Using primarily literary, but also archaeological and numismatic evidence, Momigliano paints a fascinating picture of cultural exchanges that are strongly colored by the idiosyncratic characteristics of each culture. For example, though the Greeks were the first ethnographers and had some interest in "barbarians" as strangely incomprehensible creatures whose curious habits were to be marvelled at, they had next to no interest in learning their languages. Indeed, though they had a major colony at Massalia (Marseille) since around 600 BCE, they made little effort to learn about the geography, institutions and economy of their neighbors, foes and trading partners, the Celts (whereas the Celts poured into Massalia to learn about Greek culture). On the other hand, the Romans weren't interested in anyone until they were ready to conquer them (or the Other was trying to conquer them), whereupon they began studying them carefully, including learning their languages. But the Romans usually hired foreign scholars to do the studies for them; ironically enough, when they became interested in the Celts of Gaul and Spain, they hired Greeks to do the work. Finally, Greeks penetrated into the interiors away from their familiar coasts! Momigliano directly suggests that a significant contributing factor to the decay of the Hellenistic empires was the Greek monolinguism, whereas the Roman willingness to learn everything about their foes, including their language, correspondingly contributed to the rise of the Roman Empire.

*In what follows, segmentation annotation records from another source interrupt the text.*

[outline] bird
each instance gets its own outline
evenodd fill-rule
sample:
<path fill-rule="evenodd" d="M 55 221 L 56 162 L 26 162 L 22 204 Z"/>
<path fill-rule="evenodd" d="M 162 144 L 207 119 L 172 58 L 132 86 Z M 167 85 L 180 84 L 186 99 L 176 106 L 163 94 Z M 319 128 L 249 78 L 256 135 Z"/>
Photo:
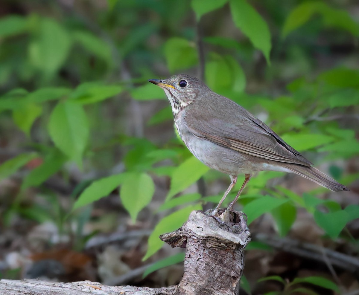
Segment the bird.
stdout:
<path fill-rule="evenodd" d="M 164 91 L 176 128 L 191 152 L 210 168 L 229 175 L 230 184 L 212 211 L 214 215 L 218 214 L 240 174 L 244 174 L 244 182 L 229 210 L 257 171 L 294 173 L 335 192 L 349 190 L 312 167 L 312 163 L 246 109 L 212 91 L 197 78 L 181 74 L 148 81 Z"/>

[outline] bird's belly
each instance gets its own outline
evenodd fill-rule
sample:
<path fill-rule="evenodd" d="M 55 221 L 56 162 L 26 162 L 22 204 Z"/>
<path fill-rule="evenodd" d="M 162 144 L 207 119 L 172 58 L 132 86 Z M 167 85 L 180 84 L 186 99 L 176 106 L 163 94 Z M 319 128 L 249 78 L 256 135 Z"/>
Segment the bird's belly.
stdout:
<path fill-rule="evenodd" d="M 211 168 L 230 175 L 250 173 L 258 170 L 253 167 L 249 155 L 199 138 L 190 132 L 180 133 L 191 152 Z"/>

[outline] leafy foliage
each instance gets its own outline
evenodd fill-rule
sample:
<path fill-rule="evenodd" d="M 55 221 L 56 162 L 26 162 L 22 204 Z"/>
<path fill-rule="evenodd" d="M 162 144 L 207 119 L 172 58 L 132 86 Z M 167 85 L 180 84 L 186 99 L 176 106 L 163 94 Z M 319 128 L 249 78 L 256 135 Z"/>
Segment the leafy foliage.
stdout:
<path fill-rule="evenodd" d="M 91 218 L 89 205 L 118 189 L 134 223 L 164 179 L 167 197 L 153 213 L 167 215 L 149 237 L 146 259 L 163 245 L 159 235 L 180 227 L 202 204 L 218 202 L 222 186 L 204 197 L 193 186 L 187 190 L 199 179 L 225 187 L 228 178 L 190 155 L 171 129 L 163 91 L 147 82 L 180 72 L 204 76 L 211 89 L 248 108 L 344 184 L 359 177 L 343 164 L 359 151 L 359 71 L 352 49 L 359 25 L 349 4 L 311 1 L 280 8 L 273 1 L 246 0 L 108 2 L 83 15 L 46 4 L 43 11 L 0 18 L 0 145 L 11 151 L 0 163 L 0 179 L 16 175 L 21 189 L 4 220 L 18 213 L 63 226 L 60 194 L 48 185 L 55 179 L 73 190 L 64 202 L 72 209 L 66 217 L 82 225 L 79 232 Z M 335 56 L 337 47 L 345 54 Z M 305 210 L 325 238 L 346 237 L 343 229 L 359 217 L 358 205 L 325 199 L 324 189 L 296 193 L 271 184 L 284 174 L 263 171 L 252 178 L 238 202 L 248 224 L 270 214 L 284 236 Z M 51 210 L 27 206 L 30 187 Z M 159 261 L 146 273 L 182 258 Z M 266 279 L 292 293 L 315 294 L 307 285 L 337 291 L 318 277 Z"/>

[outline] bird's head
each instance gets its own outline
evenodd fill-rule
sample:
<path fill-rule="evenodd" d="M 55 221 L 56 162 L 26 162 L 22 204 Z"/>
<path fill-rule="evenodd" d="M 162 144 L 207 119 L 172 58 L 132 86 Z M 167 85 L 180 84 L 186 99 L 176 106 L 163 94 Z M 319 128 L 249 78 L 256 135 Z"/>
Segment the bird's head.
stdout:
<path fill-rule="evenodd" d="M 210 91 L 200 80 L 184 74 L 176 75 L 162 80 L 153 79 L 148 81 L 164 90 L 174 112 L 178 112 L 199 95 Z"/>

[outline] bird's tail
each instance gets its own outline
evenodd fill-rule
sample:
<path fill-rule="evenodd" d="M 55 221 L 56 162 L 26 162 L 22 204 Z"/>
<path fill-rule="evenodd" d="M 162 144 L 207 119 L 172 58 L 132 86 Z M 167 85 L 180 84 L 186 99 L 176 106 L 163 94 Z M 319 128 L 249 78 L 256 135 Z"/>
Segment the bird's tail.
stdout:
<path fill-rule="evenodd" d="M 286 168 L 294 173 L 334 192 L 349 190 L 345 186 L 339 183 L 313 167 L 293 164 L 288 165 Z"/>

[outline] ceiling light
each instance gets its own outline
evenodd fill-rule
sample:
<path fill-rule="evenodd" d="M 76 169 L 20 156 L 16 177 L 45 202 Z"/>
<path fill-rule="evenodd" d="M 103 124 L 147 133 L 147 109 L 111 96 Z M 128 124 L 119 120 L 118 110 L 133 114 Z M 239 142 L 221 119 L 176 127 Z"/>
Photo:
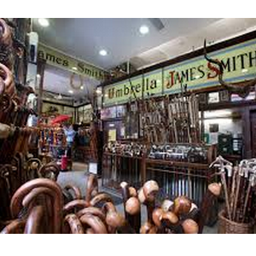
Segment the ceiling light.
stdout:
<path fill-rule="evenodd" d="M 42 26 L 49 26 L 49 20 L 45 18 L 39 18 L 38 19 L 38 23 Z"/>
<path fill-rule="evenodd" d="M 102 56 L 106 56 L 106 55 L 108 55 L 108 52 L 107 52 L 106 49 L 101 49 L 101 50 L 99 51 L 99 54 L 100 54 L 100 55 L 102 55 Z"/>
<path fill-rule="evenodd" d="M 148 26 L 142 26 L 140 27 L 140 32 L 141 32 L 143 35 L 148 34 L 148 32 L 149 32 Z"/>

From the beginning of history, the Greeks were interested in the Egyptians, Mesopotamians and Persians as sources of deep and arcane wisdom (for the Greeks, the Old had enormous prestige). But it had to be translated before they would really take notice. Nonetheless, even after the texts in what has become the Old Testament were translated into Greek during this time period, the Greeks never mentioned them in their surviving writings. Momigliano says flatly that the Greeks never read them.
The Jews were in many ways an irreducible problem for the Persians, then the Greeks, and then the Romans; Momigliano makes the case that the primary reason for this was not the Jews' aversion to polytheism (after all, the Zoroastrian Persians were monotheistic), but the identification of their racial and cultural identity and value with their religion. The most violent Jewish revolts occurred when they perceived their occupiers as threatening their religious traditions (such as when their Hellenistic overlord Antiochos IV turned the Temple in Jerusalem into a temple for Zeus). Nonetheless, precisely these religious traditions underwent a significant transformation under Persian and Greek influences, which Momigliano briefly traces.
The Greek-Persian cultural interaction was intense, and the Hellenistic overlords adopted many Persian cultural attributes, some of which are recounted in these lectures. Aside from reminding us that the Persians' cultural inheritors, the Parthians, were so Hellenized that the celebration of their tremendous victory over the Romans at Carrhae included a performance of Euripides' tragedy The Bacchae in the original, Momigliano tells us little about the results in Persian culture of Greek influence.
Ancient Wisdom(*) is an engaging, if necessarily limited introduction to a fascinating topic about which I've been reading recently and for which this is my first report. A suivre...
(*) I first read this in a French translation - Sagesses barbares: les limites de hellénisation - which I mention because for this edition Momigliano updated the nice bibliography of the first English edition. I haven't looked at any later English editions to see if they included a corresponding extension of the bibliography.
Bought it in 1993, and finally read it. An unbelievable erudition in service of an immense topic, on the cultural relationship between ancient Greeks and their Roman, Celtic, Jew, and Persian neighbors. A fascinating little book.
This book is just the right length for the casual reader. It does expect the reader to be a classics major at points but even without that background there is still a lot of understanding to be gained of how the Greeks thought of the world at the boundaries of their own as well as that they were enculturating and trading with.
"If that nose had pleased the gods as it pleased Caesar and Antony, a loose Alexandrian Gnosticism might have prevailed instead of the Christian discipline imposed by the two Romes, the old one on the Tiber, and the new one on the Bosporus." These open words read handsome!
Quit in the first chapter, although I appreciate the author's writing.
This book is not easy to read. The readers are expected to be quite familiar with the classical culture. The stories and figures in the narration are what I never knew. And that is beyond me.